В соответствии с только что принятой в Соединенных Штатах стратегией «массированного возмездия» 29 апреля 1954 г. американская стратегическая авиация провела глубокую разведку для возможного ядерного удара по основным городам СССР. Группа бомбардировщиков В-47, стартовав с европейских натовских аэродромов и пользуясь недосягаемостью огня зенитных артиллерийских систем и высоты со стороны советских истребителей, успешно вышла на рубеж Новгород – Смоленск – Киев. По мнению специалистов того времени, не исключалось, что на их борту находились ядерные боеприпасы[495].

Позже появление американских бомбардировщиков фиксировалось отечественными средствами радиолокации над Ленинградом и Подмосковьем. Наши РЛС могли наблюдать эти полеты, но боевые средства ПВО были еще не в состоянии эффективно противодействовать реактивным бомбардировщикам янки, следовавшим на больших скоростях и высотах[496].

Днем 8 мая 1954 г. со стороны Баренцева моря госграницу СССР нарушили одновременно два реактивных самолета В-47, которые прошли над территорией, обороняемой Северным флотом и Северным военным округом. Самолеты шли на высоте 12 000 м со средней скоростью 760 – 840 км/ч.

Для перехвата были подняты 13 самолетов МиГ-17. Летчики 1619-го ПАП ст. лейтенант Китайчик и ст. лейтенант Жиганов в районе Североморска обнаружили по инверсии цель. По команде с земли истребители сбросили подвесные баки и с набором высоты начали преследовать цель. В 9 – 55 в районе Африканда истребители сблизились с нарушителем на дистанцию 800 – 100 м и открыли огонь. После первой очереди нарушитель открыл ответный огонь[497].

Как сейчас стало известно, самолет-нарушитель тогда получил повреждения, но все же сумел возвратиться на базу.

Видимо, результаты этих полетов, проведенных в ночное время и днем в плохих метеоусловиях, были не слишком информативны, а риск потерять самолеты-разведчики типа «Канберра» и RB-47 оказался слишком велик и чреват серьезными дипломатическими осложнениями. Поэтому попытки дальнейших глубоких прорывов самолетов такого типа в воздушное пространство СССР были прекращены. Как стало очевидно позднее, для этого готовилась другая материальная часть.

После этих нарушений в правительстве СССР состоялось первое крупное совещание по состоянию советской системы ПВО, вскрывшее много недостатков как организационного, так и технического плана. В результате постановлением ЦК КПСС и Совета министров СССР от 27 мая 1954 г. «О безнаказанных полетах иностранных самолетов над территорией СССР» были произведены серьезные преобразования в организации ПВО страны. Последовавший вскоре приказ министра обороны № 0075 от 14 июня 1954 г. «О реорганизации структуры войск ПВО страны» привел организацию войск в соответствие с общевойсковой структурой. В частности, были образованы два округа ПВО (Московский и Бакинский) и несколько армий. Маршал Советского Союза Л. Говоров стал первым главнокомандующим войсками ПВО страны, на которые теперь легла вся ответственность за неприкосновенность воздушных рубежей[498].
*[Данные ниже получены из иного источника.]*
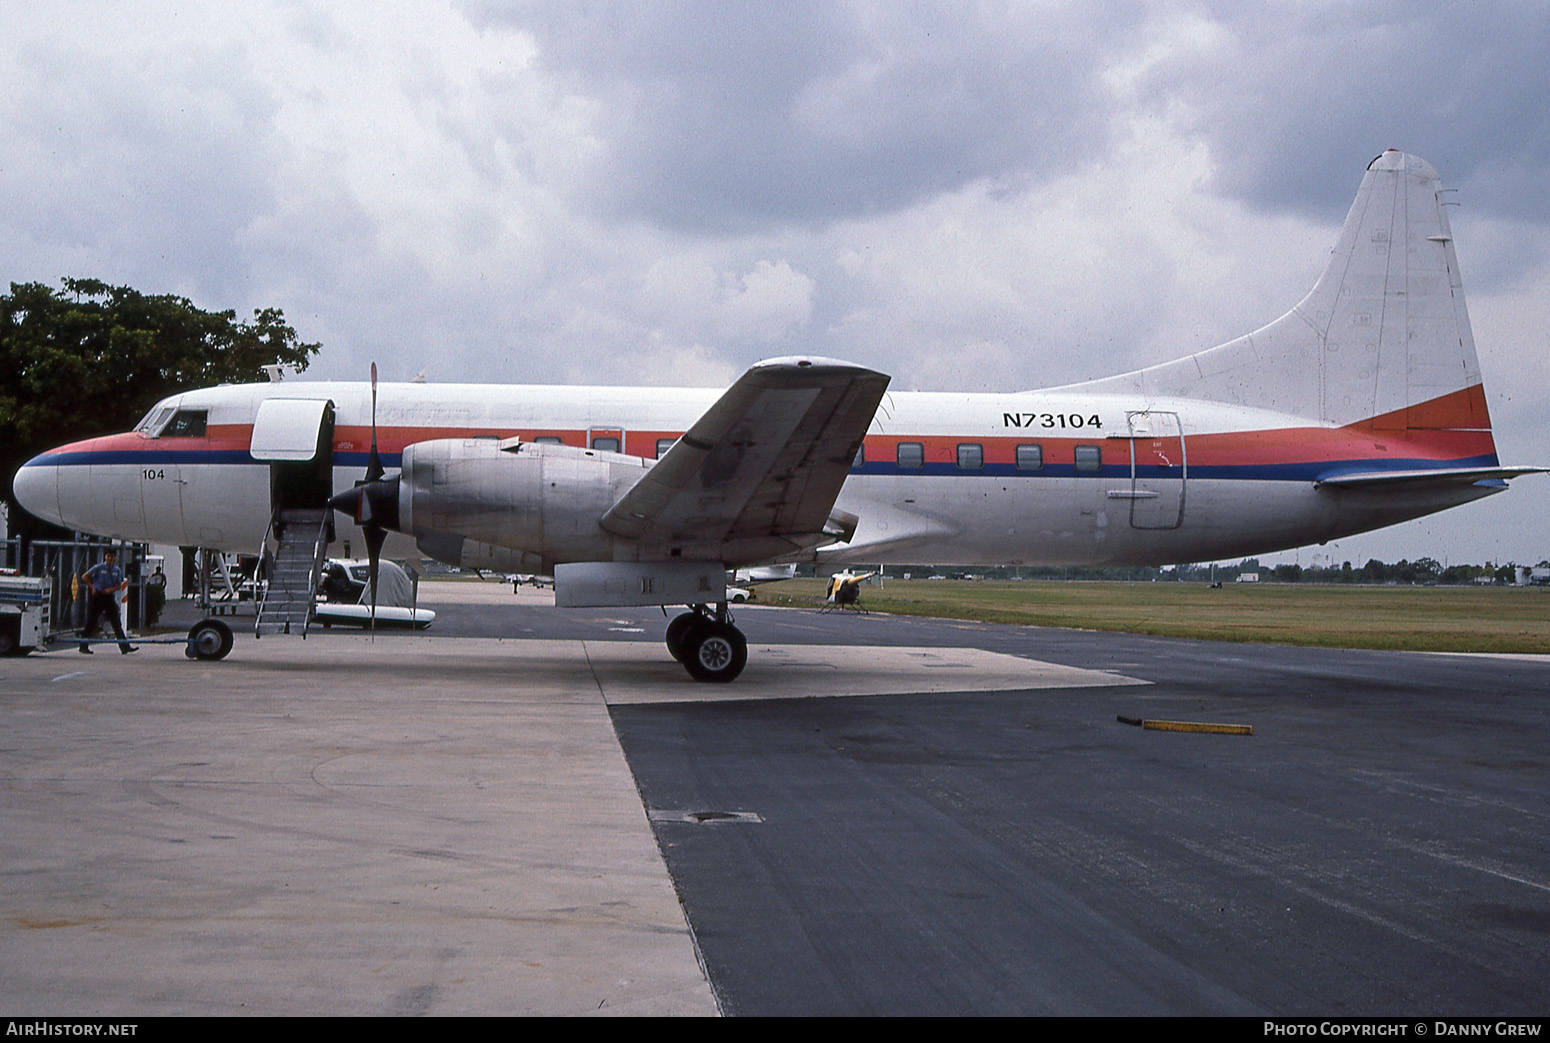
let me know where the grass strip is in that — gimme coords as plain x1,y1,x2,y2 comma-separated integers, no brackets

При «разборе полетов» особо досталось летчикам и операторам наведения, оказавшимся не готовыми решать задачу перехвата на самолетах МиГ-17П. Сами летчики с этим были не вполне согласны: начальник штаба 145-го ГвИАП полковник Кудрявцев в своей докладной записке от 25 июня 1954 г. на имя Председателя Совета министров СССР Маленкова и 1-го секретаря ЦК КПСС Хрущева просил «…как можно быстрее решить вопрос с настоящим ночным перехватчиком, который должен иметь большую, чем МиГ-17П, скорость и безотказный радиолокационный прицел с большой дальностью обнаружения. Без самолета, удовлетворяющего этим данным, осуществлять перехваты реактивных самолетов в условиях ночи очень и очень трудно, и перехваты ночью на самолетах МиГ-17П будут исключением даже при очень хорошей работе расчетов на КП»[499].

В результате правительством были даны задания конструкторам, и к концу 1954 года вышли постановления о создании новых самолетов-перехватчиков, оборудованных бортовыми РЛС и вооруженных управляемыми и самонаводящимися авиационными ракетами[500].

В этих условиях и велись работы над первым в истории отечественной авиации серийным сверхзвуковым истребителем – будущим МиГ-19.

МиГ-15 американцы нарекли «корейским сюрпризом». Но, похоже, этот «сюрприз» их ничему не научил. Американский летчик-испытатель Ф. Эверест назвал первый сверхзвуковой истребитель ВВС США F-100 «Супер Сейбр» самым быстрым и самым лучшим в мире самолетом тактической авиации. При этом он не подозревал, что по другую сторону океана на секретных советских аэродромах полным ходом шли испытания новейших сверхзвуковых машин. Эверест тогда не ведал о существовании в Советском Союзе истребителя МиГ-19, по своим летным данным оставившего далеко позади «самый быстрый» и одновременно самый аварийный самолет F-100 (за 25 лет эксплуатации американцы потеряли 69 % этих машин)[501].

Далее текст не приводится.